Yallah!: Underground Music in the Middle East
The film puts its soundtrack at the forefront, and uses music to weave its way through different Arab cities, swiftly moving its focus between the individual artists’ discussions over the struggle between individuality and tradition. Freedom of expression and thought are common themes that are mentioned regularly, particularly in relation to the events of Tahrir Square in Egypt.
Eslam had spent a lot of time in the Middle East, mostly filming on commercial projects, and explained that his motivation for this project came from the desire to provide a different presentation of Arabs. He commented that Western perspective often sees Arabs being “closely connected to violence, frustration, aggression, which is only a fraction of the reality.”

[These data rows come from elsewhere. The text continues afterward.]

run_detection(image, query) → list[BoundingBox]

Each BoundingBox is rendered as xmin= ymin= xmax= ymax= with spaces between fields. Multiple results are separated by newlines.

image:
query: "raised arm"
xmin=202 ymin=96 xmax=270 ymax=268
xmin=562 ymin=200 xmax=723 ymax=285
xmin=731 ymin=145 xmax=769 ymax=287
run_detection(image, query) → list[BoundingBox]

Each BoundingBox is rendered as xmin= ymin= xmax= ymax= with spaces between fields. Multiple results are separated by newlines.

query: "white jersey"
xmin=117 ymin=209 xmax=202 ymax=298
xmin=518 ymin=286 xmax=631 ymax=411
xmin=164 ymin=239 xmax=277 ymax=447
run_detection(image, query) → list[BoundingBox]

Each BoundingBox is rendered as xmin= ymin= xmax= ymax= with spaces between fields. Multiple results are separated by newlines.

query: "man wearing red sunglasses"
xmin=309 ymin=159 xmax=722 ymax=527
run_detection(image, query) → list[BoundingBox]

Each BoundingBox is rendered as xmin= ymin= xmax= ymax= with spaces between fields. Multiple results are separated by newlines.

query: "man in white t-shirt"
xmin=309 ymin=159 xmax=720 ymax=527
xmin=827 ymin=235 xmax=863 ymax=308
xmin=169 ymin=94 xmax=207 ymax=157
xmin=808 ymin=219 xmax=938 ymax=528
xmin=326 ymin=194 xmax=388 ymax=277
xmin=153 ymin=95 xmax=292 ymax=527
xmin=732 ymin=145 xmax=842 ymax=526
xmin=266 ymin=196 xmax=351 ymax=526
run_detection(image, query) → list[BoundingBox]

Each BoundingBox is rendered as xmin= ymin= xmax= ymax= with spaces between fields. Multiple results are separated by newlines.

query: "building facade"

“Most people want the same thing all over the world: to live in peace, freedom and to raise their families. It’s important to remind people and ourselves from time to time that we’re talking about just normal people, and it’s sad that we live in a time where we actually have to be reminded of this simple fact and simple truth.”
One audience member was curious about the absence of Syria from the film, considering its presence of underground artists. Eslam explained that he was keen to include Syria, and had tried to feature artists in Damascus and Jeddah. However, due to the escalation of the situation, “it became impossible.” Eslam did manage to film some Syrian artists in the Golan Heights, but this was not included in the film.
Eslam explained that he was able to film such a diverse group of people partly due to limited and sporadic funding, but also due to a large network of artists to draw from. Most of the artists filmed did not make it into the film; the total footage for the project was extensive, and probably enough to “make five more films.”
Will be discovering Egyptian hip hop today after watching Farid Eslam's 'Yallah! Underground' @frontlineclub last night. What a great film!
— Josephine Casserly (@JoCasserly) November 17, 2015
He found it very easy to meet artists: “Basically, you meet one artist and he points you to ten new ones.”
While a lot of his research was carried out on social media, he was also able to spend a lot of time talking directly to artists and people connected with the alternative scene.